The use of formal specifications for modeling the code generation process has some drawbacks. Designers and developers are accustomed to use graph models, especially in UML-the de facto standard for modeling-and, additionally, formal languages could be harder to learn and apply. Also, the need for writing the entire code of the system in a source model is a negative factor, no matter whether the code was written using a formal language or the benefits of it. On the other hand, purely graphical approaches have limitations too, due to the flaws of graph languages. Despite its evolution to languages closer to code-UML, for example-it is still difficult to express any aspect of a system with enough level of detail for code generation. The recent approaches show that MDA is still in a stage of development, especially in core aspects such as the platform independent model (PIM)-to-platform specific model (PSM) transformation.

The principal flaw of the aforementioned proposals is related to behavioral code-the code of the methods-which is not generated or predefined as a template. Formal methods have exceptions to this fact, because they can generate the entire code of a system, but starting from a complete source code in a formal language. DSLs act as alternatives, but the approaches analyzed are either too close to the platform or they are suitable only for a very specific domain.

The following sections show a novel approach for code generation which combines UML graphs and semantic annotations. This improvement allows for one to generate structural and behavioral codes and uses a DSL for making the annotations easy enough to learn and understand for developers, designers, and business stakeholders.

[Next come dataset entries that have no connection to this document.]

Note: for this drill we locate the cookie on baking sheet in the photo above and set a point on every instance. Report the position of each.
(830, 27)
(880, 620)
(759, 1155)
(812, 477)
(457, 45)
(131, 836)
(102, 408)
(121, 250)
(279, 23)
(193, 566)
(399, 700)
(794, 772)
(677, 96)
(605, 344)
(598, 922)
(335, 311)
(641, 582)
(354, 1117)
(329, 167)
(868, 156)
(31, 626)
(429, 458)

3. METHOD FOR THE CODE GENERATION BY MEANS OF SEMANTIC RELATIONSHIPS

The proposed method for code generation is based on MDA, as it considers the PIM and PSM models. Also, the Meyer design by contract [11] is included, especially the use of pre- and post-conditions to represent the semantic of operations. The pre-conditions of an operation are the restrictions for executing it, while post-conditions are the properties of the state of the system immediately after the execution of the operation.

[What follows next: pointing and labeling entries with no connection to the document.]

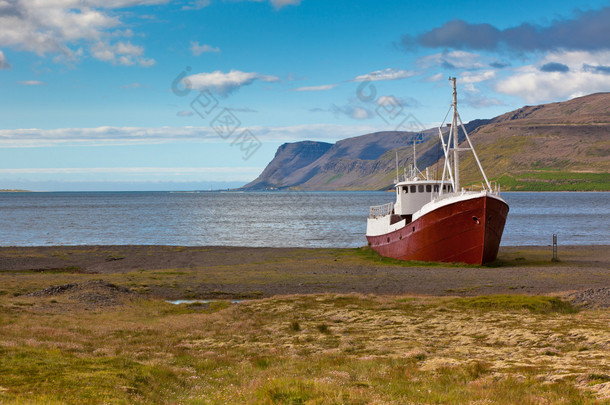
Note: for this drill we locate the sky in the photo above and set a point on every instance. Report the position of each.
(199, 94)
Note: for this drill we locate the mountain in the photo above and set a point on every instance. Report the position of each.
(561, 145)
(556, 146)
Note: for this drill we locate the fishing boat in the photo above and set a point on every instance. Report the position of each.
(437, 219)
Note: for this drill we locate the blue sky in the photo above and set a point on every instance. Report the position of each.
(158, 95)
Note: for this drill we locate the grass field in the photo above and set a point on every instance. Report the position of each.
(116, 340)
(304, 349)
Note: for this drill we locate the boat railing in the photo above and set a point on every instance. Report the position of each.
(495, 187)
(381, 210)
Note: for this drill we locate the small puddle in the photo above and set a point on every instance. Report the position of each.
(178, 302)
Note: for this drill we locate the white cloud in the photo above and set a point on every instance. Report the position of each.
(534, 86)
(476, 77)
(322, 87)
(277, 4)
(31, 83)
(452, 60)
(64, 27)
(197, 5)
(386, 74)
(3, 62)
(225, 83)
(282, 3)
(134, 85)
(435, 78)
(120, 53)
(32, 137)
(354, 112)
(197, 49)
(132, 170)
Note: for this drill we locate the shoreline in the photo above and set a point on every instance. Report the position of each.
(213, 272)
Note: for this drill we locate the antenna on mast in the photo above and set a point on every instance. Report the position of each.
(397, 177)
(454, 174)
(455, 130)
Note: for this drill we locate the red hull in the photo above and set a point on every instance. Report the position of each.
(466, 231)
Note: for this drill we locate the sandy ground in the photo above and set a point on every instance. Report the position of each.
(238, 272)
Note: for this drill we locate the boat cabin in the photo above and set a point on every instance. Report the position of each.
(413, 194)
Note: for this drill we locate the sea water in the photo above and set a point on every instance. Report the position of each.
(273, 219)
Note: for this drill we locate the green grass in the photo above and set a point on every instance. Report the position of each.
(370, 255)
(552, 180)
(333, 349)
(533, 304)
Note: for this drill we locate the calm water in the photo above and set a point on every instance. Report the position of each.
(278, 219)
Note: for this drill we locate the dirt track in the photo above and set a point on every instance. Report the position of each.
(236, 272)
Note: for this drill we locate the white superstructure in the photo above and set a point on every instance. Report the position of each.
(418, 194)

In addition to the aforementioned properties, in this method we introduce semantic annotations for model-to-model and model-to-platform relationships, specified in a DSL.

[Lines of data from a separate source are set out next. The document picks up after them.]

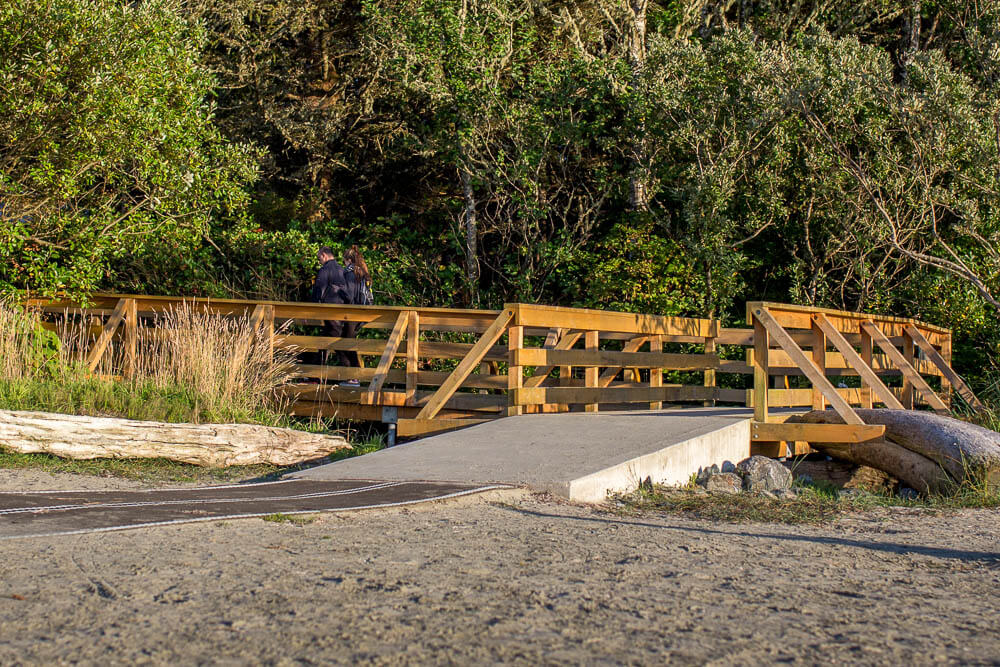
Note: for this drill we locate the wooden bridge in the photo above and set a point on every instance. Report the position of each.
(429, 370)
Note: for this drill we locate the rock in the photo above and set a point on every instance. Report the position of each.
(705, 473)
(723, 482)
(760, 473)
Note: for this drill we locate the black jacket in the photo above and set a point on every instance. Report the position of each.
(330, 286)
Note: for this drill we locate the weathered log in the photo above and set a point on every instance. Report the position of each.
(914, 470)
(214, 445)
(959, 448)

The steps of the method are: (i) PIM model creation; (ii) solution-independent semantics (SIS) annotation to PIM; (iii) solution-specific semantics (SES) annotation to PIM; (iv) relationship settlement between the semantically annotated PIM and the platform; and (v) code generation.

The first step of the method is the creation of the PIM model. Since the model-to-code transformation rules act on instances of the UML meta-model, PIM must be a well-formed class diagram. Next, in step two, the intention of each operation is expressed with a solution independent semantic (SIS)-similar to the programming-by-intention initiative-in which the developer starts writing sentences for expressing the objective he/she expects to reach, instead of specifying how it could be reached [12]. Then, the intention is the "what" and the solution is the "how" of the operation. In contrast, SES of the PIM+SES construction, or step three, expresses a concrete solution for the operations of the models; in this step, the model is still independent of the implementation platform. Both steps two and three act independently of each other. Consequently, they could be executed in any order. In the next step, the model semantically specified is related to the platform for allowing code generation. This step requires a target platform with semantic specifications to be accomplished, and the rules defined by Muñetón et al. [10]. The connection between PIM and PSM is a variation of MDA because no transformation rules are needed, but a relationship between models. Section 6 illustrates this with a case study.

A formal representation of the method is:

cg: Msem, Psem → C

where "Msem = (Msis, Mses)", is the semantic specified model, "Psem" is the platform with its semantic specification, "C" is the set of the generated code, and "bg" is the behavioral code generation function. Given this, "bg" can be represented as:

bg: {mop1, mop2, mop3, ..., mopn}, {pop1, pop2, pop3, ..., popm} → {Iop1, Iop2, Iop3, ..., Iopn}

where "mop"i is an operation of the semantic model, "pop"i an operation of the platform, and "Iop"i is the set of implementations of operation i. "Iop"i is defined as a finite sequence of invocations to implemented operations of domain or platform:

Iopi=(invoke(op1), invoke(op2), invoke(op3),..., invoke(opn)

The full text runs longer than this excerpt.